(CNN) — Several archaeological sites in Syria have been damaged after a powerful earthquake shook the region on Monday morning, according to the Syrian Directorate General of Antiquities and Museums (DGAM).
The 13th-century Citadel of Aleppo suffered “slight to moderate damage, including the collapse of parts of the Ottoman mill, (there were) cracks and collapse of parts of the northeast defensive fence. Large parts of the dome of the Ayubi Mosque’s lighthouse, the The entrance gate and some stone parts of the palace were damaged, including the entrance to the royal defense tower and the facade of the Ottoman refuge, the DGAM said in a Facebook post.
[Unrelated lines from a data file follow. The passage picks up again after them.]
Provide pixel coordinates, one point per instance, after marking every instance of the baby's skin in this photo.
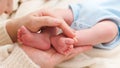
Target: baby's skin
(44, 39)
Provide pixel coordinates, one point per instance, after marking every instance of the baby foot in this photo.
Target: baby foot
(62, 44)
(37, 40)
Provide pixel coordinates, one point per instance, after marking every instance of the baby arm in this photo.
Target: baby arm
(103, 32)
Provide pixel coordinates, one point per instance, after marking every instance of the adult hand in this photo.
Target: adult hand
(6, 6)
(50, 58)
(34, 21)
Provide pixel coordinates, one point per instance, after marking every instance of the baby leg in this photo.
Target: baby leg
(62, 44)
(37, 40)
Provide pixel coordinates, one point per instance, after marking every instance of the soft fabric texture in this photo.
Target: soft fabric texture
(12, 56)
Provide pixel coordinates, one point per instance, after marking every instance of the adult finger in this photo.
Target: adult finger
(50, 21)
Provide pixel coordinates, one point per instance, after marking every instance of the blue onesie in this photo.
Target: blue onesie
(90, 12)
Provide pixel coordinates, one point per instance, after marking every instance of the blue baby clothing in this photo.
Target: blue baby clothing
(90, 12)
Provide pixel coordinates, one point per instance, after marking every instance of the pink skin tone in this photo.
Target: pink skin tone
(6, 6)
(47, 37)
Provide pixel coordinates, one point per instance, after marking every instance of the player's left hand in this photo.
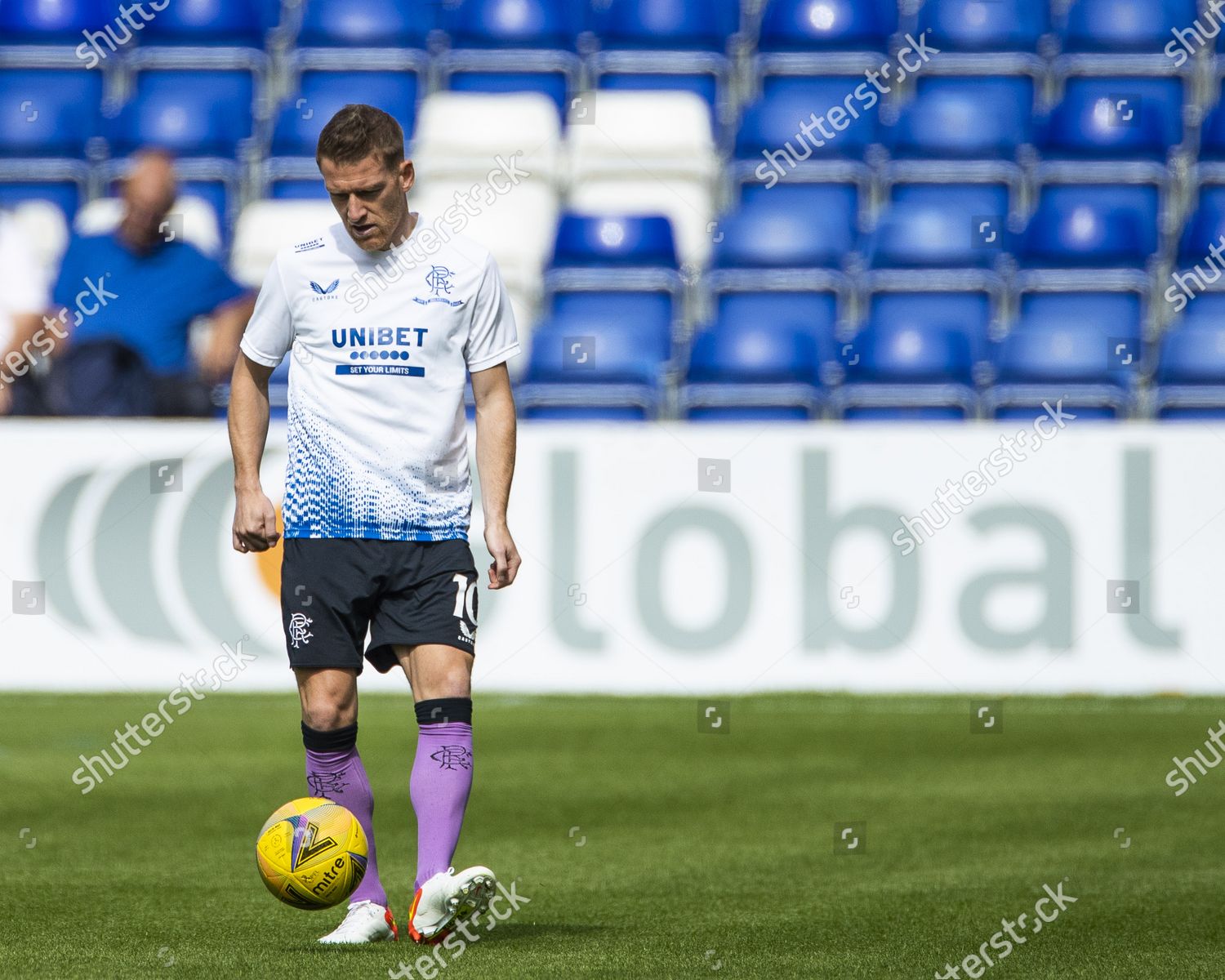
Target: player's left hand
(505, 554)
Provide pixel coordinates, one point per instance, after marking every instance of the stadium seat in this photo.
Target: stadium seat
(968, 314)
(512, 24)
(1093, 225)
(772, 122)
(666, 24)
(554, 85)
(323, 93)
(578, 363)
(938, 225)
(587, 240)
(985, 24)
(1115, 118)
(813, 311)
(51, 21)
(462, 135)
(793, 225)
(764, 369)
(1050, 362)
(64, 195)
(1191, 372)
(979, 118)
(200, 225)
(48, 112)
(368, 24)
(647, 310)
(266, 227)
(1203, 230)
(827, 24)
(190, 113)
(44, 229)
(212, 22)
(903, 365)
(637, 152)
(1115, 26)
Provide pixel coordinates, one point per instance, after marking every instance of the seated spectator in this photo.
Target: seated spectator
(125, 301)
(22, 301)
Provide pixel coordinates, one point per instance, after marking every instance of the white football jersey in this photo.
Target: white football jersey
(381, 350)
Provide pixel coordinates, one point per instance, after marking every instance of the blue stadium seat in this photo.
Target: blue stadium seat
(1067, 360)
(969, 314)
(752, 367)
(48, 112)
(191, 113)
(979, 118)
(791, 225)
(1116, 118)
(666, 24)
(512, 24)
(903, 365)
(941, 225)
(1114, 315)
(815, 313)
(212, 22)
(903, 413)
(1212, 135)
(1111, 26)
(51, 21)
(1093, 225)
(772, 122)
(827, 24)
(323, 93)
(1193, 355)
(1208, 310)
(1191, 372)
(368, 24)
(1203, 229)
(985, 24)
(621, 240)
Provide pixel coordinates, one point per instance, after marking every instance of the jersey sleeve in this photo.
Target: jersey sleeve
(270, 333)
(492, 337)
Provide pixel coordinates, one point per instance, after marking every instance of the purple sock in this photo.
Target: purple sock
(439, 788)
(342, 778)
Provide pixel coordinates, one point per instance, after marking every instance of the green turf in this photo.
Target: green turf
(696, 854)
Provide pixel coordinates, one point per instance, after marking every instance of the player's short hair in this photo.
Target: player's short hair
(357, 131)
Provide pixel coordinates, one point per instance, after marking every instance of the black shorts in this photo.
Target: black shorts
(333, 590)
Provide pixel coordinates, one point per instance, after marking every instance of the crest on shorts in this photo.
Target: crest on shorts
(299, 634)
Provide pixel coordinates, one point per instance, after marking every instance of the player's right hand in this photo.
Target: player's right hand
(255, 522)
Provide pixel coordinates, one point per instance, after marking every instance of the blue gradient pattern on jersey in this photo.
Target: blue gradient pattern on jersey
(328, 497)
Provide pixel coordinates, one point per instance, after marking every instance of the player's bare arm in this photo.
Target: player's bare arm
(255, 519)
(495, 463)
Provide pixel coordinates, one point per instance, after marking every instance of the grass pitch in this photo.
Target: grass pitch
(647, 848)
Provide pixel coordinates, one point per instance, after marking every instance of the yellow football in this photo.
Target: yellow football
(311, 853)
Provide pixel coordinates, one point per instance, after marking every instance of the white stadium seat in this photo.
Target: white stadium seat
(198, 220)
(461, 134)
(43, 227)
(647, 152)
(266, 227)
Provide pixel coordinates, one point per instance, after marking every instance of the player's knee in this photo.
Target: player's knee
(328, 715)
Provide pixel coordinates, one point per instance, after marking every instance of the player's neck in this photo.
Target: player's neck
(404, 230)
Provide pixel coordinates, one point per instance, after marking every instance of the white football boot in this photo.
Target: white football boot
(365, 923)
(448, 897)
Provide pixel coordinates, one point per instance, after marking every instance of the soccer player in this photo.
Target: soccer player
(377, 494)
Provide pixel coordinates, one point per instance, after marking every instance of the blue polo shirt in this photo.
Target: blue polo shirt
(145, 301)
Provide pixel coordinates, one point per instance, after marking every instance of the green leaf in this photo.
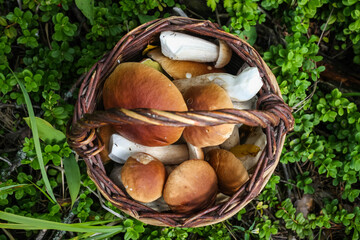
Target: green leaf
(35, 136)
(3, 21)
(87, 8)
(72, 173)
(212, 4)
(27, 223)
(46, 131)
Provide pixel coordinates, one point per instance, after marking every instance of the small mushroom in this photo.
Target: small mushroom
(191, 186)
(143, 177)
(121, 149)
(241, 87)
(229, 170)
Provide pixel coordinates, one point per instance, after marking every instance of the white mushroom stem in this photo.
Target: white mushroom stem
(121, 149)
(242, 87)
(225, 54)
(180, 46)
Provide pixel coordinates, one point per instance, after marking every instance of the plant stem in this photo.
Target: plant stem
(351, 94)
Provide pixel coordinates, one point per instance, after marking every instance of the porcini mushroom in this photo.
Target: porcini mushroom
(225, 54)
(191, 186)
(242, 87)
(121, 149)
(181, 69)
(104, 133)
(135, 85)
(229, 170)
(181, 46)
(209, 97)
(143, 177)
(185, 47)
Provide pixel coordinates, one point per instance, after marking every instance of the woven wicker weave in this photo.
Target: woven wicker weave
(272, 114)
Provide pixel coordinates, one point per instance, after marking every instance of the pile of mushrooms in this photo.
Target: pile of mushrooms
(183, 169)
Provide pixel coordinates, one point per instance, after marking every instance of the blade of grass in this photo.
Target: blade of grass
(2, 189)
(21, 222)
(100, 236)
(72, 173)
(35, 136)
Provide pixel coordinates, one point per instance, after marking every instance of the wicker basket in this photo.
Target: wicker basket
(272, 114)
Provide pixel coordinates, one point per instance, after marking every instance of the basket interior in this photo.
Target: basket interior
(130, 48)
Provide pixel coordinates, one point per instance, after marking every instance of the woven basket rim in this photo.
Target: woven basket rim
(274, 117)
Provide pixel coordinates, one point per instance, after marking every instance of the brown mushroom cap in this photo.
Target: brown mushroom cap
(135, 85)
(230, 171)
(143, 177)
(182, 69)
(191, 186)
(208, 97)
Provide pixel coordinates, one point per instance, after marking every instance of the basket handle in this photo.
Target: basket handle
(82, 133)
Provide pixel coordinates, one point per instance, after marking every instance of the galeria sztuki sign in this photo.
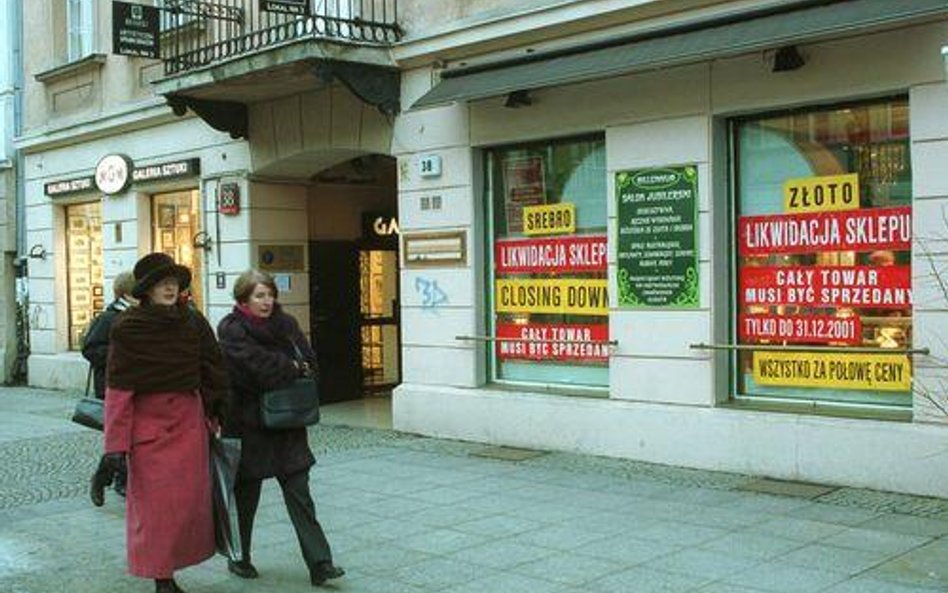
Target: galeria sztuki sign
(135, 30)
(115, 172)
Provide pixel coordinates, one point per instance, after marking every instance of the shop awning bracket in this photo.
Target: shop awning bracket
(224, 116)
(375, 85)
(798, 348)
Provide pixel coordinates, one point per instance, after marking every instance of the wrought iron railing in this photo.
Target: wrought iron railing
(198, 33)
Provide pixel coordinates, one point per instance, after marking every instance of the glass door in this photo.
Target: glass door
(378, 278)
(175, 222)
(83, 268)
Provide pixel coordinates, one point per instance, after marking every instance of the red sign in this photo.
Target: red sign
(821, 329)
(228, 198)
(852, 230)
(554, 342)
(563, 254)
(824, 286)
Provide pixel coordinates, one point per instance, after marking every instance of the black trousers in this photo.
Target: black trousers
(299, 505)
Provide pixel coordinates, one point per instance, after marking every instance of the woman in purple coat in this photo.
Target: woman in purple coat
(264, 349)
(166, 388)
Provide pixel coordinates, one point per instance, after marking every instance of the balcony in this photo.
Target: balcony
(219, 56)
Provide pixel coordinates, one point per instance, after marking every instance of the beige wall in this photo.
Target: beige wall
(79, 90)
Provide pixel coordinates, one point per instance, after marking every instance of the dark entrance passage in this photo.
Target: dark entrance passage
(335, 318)
(354, 310)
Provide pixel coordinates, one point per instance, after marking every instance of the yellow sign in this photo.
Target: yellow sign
(829, 193)
(553, 295)
(552, 219)
(879, 372)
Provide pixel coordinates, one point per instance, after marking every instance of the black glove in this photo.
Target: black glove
(217, 409)
(116, 463)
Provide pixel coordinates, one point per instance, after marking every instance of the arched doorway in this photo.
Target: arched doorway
(354, 293)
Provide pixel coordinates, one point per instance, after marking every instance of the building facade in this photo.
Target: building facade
(9, 123)
(702, 233)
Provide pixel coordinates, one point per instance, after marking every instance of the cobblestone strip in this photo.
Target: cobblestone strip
(47, 468)
(58, 467)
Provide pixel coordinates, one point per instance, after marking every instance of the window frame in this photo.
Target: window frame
(492, 366)
(81, 36)
(815, 405)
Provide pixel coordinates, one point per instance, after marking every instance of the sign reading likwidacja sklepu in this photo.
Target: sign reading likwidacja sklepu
(657, 253)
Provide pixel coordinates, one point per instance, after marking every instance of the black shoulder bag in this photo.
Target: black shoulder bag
(293, 406)
(89, 411)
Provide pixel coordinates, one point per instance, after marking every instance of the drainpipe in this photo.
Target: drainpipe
(20, 261)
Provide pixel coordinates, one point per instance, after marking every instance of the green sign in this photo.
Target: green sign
(657, 237)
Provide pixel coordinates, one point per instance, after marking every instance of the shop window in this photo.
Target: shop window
(84, 276)
(824, 223)
(549, 312)
(80, 19)
(175, 225)
(378, 290)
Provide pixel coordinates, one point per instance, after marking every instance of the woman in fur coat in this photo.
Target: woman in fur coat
(165, 389)
(264, 349)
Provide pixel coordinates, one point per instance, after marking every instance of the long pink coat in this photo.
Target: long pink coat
(168, 518)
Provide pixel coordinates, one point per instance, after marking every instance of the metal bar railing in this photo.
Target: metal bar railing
(798, 348)
(225, 29)
(611, 343)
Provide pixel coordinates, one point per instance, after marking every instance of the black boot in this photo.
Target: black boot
(101, 479)
(244, 569)
(325, 571)
(120, 479)
(167, 586)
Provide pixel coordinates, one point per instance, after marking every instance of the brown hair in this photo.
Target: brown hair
(123, 284)
(249, 280)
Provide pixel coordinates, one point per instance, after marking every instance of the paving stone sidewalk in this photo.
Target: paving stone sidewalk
(415, 515)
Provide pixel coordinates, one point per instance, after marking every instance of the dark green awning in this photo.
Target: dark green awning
(715, 41)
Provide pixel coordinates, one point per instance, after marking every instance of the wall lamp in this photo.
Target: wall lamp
(518, 99)
(944, 59)
(37, 252)
(787, 59)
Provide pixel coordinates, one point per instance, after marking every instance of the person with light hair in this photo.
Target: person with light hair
(95, 349)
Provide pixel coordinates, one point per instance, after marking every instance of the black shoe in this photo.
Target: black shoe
(244, 569)
(119, 486)
(325, 571)
(167, 586)
(97, 489)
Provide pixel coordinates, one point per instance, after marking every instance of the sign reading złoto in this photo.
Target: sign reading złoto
(827, 193)
(657, 229)
(135, 30)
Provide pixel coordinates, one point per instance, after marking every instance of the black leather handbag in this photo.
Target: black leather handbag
(89, 412)
(293, 406)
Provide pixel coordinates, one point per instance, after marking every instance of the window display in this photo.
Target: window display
(824, 244)
(549, 299)
(84, 275)
(175, 224)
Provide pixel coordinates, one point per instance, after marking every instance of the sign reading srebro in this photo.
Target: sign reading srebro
(657, 246)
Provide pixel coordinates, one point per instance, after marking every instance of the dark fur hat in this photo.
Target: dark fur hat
(155, 267)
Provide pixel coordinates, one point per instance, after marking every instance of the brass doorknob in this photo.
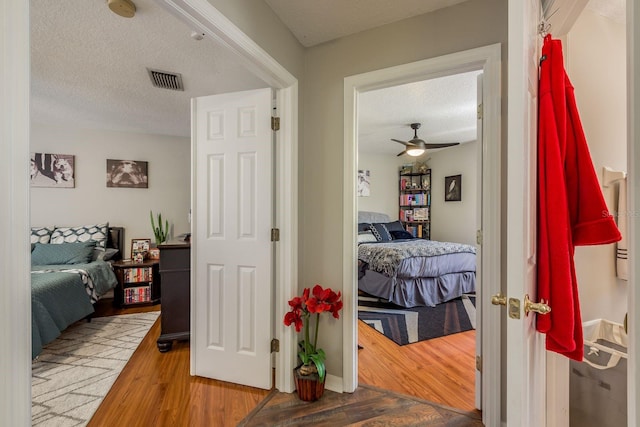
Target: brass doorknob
(499, 299)
(538, 307)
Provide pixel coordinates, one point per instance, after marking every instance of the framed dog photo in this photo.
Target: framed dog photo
(127, 173)
(52, 170)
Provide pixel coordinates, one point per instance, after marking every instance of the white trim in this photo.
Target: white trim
(486, 59)
(15, 283)
(633, 168)
(287, 220)
(207, 18)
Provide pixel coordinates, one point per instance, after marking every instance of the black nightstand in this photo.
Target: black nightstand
(138, 283)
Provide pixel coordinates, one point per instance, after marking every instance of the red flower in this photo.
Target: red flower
(323, 300)
(293, 317)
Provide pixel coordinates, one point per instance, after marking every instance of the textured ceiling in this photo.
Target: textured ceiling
(446, 108)
(317, 21)
(89, 67)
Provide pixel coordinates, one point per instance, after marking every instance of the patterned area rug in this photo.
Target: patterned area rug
(75, 372)
(410, 325)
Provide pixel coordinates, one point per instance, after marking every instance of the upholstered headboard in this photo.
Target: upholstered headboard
(364, 216)
(116, 240)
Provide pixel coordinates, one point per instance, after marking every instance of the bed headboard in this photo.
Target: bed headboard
(116, 240)
(364, 216)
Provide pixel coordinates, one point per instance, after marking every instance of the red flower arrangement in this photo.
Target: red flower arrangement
(316, 302)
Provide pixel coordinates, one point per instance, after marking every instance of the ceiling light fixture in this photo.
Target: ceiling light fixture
(124, 8)
(415, 152)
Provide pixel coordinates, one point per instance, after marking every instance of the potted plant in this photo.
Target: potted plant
(311, 374)
(160, 232)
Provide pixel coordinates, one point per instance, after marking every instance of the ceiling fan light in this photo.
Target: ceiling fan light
(415, 152)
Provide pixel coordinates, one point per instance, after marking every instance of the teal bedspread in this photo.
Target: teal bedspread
(57, 301)
(62, 295)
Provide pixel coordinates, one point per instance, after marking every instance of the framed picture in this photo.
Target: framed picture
(364, 182)
(52, 170)
(453, 188)
(127, 173)
(140, 249)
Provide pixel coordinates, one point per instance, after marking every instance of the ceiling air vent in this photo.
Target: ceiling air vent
(166, 80)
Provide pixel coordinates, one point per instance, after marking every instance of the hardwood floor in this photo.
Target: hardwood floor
(440, 370)
(156, 388)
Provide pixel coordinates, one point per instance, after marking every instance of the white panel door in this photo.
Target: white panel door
(526, 370)
(232, 190)
(482, 324)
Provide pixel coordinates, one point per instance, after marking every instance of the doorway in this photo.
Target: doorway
(487, 60)
(440, 369)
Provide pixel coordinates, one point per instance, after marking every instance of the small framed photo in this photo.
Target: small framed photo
(127, 173)
(52, 170)
(140, 249)
(453, 188)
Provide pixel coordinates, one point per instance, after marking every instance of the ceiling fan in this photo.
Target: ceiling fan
(417, 146)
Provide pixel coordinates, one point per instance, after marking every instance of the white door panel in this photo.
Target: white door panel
(231, 336)
(526, 380)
The ancient Syrian city of Aleppo, in the country’s northwest, was badly damaged in the ongoing civil war, but reopened in 2018 after reconstruction works. The DGAM says that this Monday’s earthquake damaged the artifacts inside the Aleppo National Museum. ,
The DGAM reported damage to historic buildings and mosques in Syria’s west-central Hama Governorate, including structure cracks and collapsed walls at the Imam Ismail Mosque and Shammeis Castle.
Al-Marqab Castle, a Crusader stronghold near Baniyas in northwestern Syria, also suffered damage, including the collapse of one of its round towers. “The earthquake occurred due to rock fall in the area around the Qadaus palace and some residential buildings located in the palace grounds,” the DGAM said.
Experts are still studying the full extent of damage to the historic site and surrounding historic buildings and neighborhoods. The DGAM confirms that it has not received “accurate information” about damage in the city of Homs.